O cocar que o imperador mexicano deu de presente ao conquistador espanhol Hernán Cortés, em 1519, volta a ser alvo de disputa séculos depois: a primeira-dama exige que o museu austríaco devolva o artefato ao México

Crédito: Divulgação

TESOURO Cocar de Montezuma: a jóia do imperador mexicano é feita de ouro, prata e cobre (Crédito: Divulgação)

GUERREIRO O imperador Montezuma foi responsável pelo desenvolvimento da nação asteca no século 16. Liderou a luta contra a colonização espanhola na América, mas foi vencido (Crédito:Divulgação)

Parte significativa da história da humanidade, a colonização foi a maneira que o homem encontrou para se espalhar pelo mundo séculos atrás. Com o uso da força, conquistadores se apropriaram das riquezas de diversos povos, causando sequelas culturais e econômicas que duram até hoje. É o caso do México: o país asteca começou a ser colonizado pela Espanha em 1519, ano em que chegou à América o navegador Hernán Cortés. Sem saber das intenções dos “homens brancos”, o imperador Montezuma presenteou o espanhol com um precioso cocar feito de ouro, prata e cobre. A cortesia, porém, não impediu a tomada do território pelos colonizadores europeus.

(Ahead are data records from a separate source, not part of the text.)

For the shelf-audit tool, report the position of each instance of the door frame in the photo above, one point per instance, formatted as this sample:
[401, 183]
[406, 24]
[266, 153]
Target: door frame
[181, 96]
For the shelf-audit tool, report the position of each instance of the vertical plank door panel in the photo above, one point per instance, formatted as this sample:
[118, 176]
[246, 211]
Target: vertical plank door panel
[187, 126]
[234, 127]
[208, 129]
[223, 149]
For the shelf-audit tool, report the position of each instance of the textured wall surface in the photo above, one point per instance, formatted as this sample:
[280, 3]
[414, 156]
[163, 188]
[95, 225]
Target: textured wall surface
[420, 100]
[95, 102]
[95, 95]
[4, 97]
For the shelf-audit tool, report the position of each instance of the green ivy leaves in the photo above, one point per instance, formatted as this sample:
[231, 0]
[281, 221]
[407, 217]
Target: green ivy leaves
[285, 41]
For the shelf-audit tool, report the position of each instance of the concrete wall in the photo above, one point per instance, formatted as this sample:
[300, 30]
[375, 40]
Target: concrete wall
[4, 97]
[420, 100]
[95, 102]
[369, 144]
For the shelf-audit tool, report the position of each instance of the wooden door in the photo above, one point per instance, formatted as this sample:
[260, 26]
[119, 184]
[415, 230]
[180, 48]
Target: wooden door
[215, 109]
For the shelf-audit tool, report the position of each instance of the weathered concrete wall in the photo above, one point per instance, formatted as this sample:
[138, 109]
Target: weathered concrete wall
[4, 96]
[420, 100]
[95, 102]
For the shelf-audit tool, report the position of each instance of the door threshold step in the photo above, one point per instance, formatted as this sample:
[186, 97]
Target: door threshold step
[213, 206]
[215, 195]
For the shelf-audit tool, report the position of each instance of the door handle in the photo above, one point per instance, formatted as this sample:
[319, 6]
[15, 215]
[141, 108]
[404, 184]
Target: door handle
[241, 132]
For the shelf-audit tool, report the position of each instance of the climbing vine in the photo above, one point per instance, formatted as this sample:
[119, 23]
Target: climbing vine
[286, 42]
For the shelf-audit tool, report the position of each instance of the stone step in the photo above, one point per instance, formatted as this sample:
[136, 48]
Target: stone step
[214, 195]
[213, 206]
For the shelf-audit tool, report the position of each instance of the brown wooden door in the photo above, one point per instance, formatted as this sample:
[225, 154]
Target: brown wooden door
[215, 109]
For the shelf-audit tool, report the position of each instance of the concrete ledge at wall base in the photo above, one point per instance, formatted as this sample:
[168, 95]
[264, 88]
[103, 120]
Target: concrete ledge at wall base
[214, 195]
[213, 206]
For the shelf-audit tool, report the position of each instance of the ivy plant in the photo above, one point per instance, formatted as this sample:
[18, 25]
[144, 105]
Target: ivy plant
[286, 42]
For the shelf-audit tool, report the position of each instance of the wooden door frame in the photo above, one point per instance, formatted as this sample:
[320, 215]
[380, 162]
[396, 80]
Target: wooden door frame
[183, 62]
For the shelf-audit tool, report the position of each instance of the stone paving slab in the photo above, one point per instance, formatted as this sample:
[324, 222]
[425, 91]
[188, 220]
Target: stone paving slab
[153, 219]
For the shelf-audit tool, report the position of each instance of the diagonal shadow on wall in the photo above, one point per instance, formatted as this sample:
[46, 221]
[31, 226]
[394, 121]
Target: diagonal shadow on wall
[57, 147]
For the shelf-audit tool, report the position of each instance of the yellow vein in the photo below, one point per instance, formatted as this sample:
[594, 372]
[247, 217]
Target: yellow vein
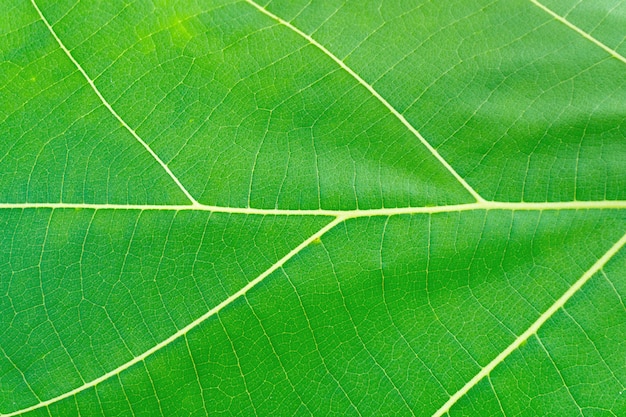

O México tornou-se independente em 1821 e, desde então, luta para reaver objetos espoliados pelas expedições europeias. Recentemente, a historiadora mexicana e primeira-dama Beatriz Gutiérrez Muller, esposa de Andrés Manuel López Obrador, presidente do México, organizou uma campanha para reaver o Cocar de Montezuma. O artefato está localizado no Museu de Etnologia de Viena, Áustria, que já havia negado a devolução do artefato em duas ocasiões, 1991 e 2011. Historicamente, sabe-se que os museus mais importantes do mundo estão repletos de obras de arte espoliadas, fato que reforça o debate atual sobre apropriação cultural. “Os europeus pensavam que tudo que eles encontravam em civilizações dominadas automaticamente pertencia a eles”, diz Diego Amaro, professor e historiador do Centro Universitário Salesiano de São Paulo (UNISAL). “O pensamento era que eram donos do território, então podiam levar embora o que quisessem. ”O presidente mexicano foi incisivo sobre o tema e está articulando maneiras de obter de volta os bens extraídos do seu país.

Divulgação

Na última semana, López Obrador se reuniu com o presidente austríaco Alexander van der Bellen para tratar do assunto. Sua intenção é expor o cocar durante as comemorações do bicentenário da independência mexicana, em 2021. Houve contato com outras autoridades, como Sergio Mattarella, presidente da Itália, Brigitte Macron, esposa do presidente francês Emmanuel Macron, e até o Papa Francisco, uma vez que essas nações também têm peças mexicanas em seus museus. Por meio do Twitter, o presidente mexicano divulgou as negociações. “Recomendei a Beatriz Gutiérrez (que lidera o projeto) que insistisse no penacho de Montezuma, embora se trate de uma missão quase impossível, dado que se apropriaram dele por completo.” Autoridades austríacas alegam que a fragilidade do objeto impede o transporte das peças — é a mesma razão alegada pelo país nas duas ocasiões anteriores. Para evitar maiores polêmicas, a restauração do Cocar, realizada entre 2010 e 2012, foi defendida por especialistas das duas nações, que concordaram com os procedimentos de reparo e asseguraram que “tudo estava sendo feito” para preservar o artefato histórico.

 

Desculpas

“Museus em todo o mundo dizem que as obras são ‘patrimônios da humanidade’, mas recusam-se a devolvê-las a seus verdadeiros donos” – Diego Amaro, historiador (Crédito:Divulgação)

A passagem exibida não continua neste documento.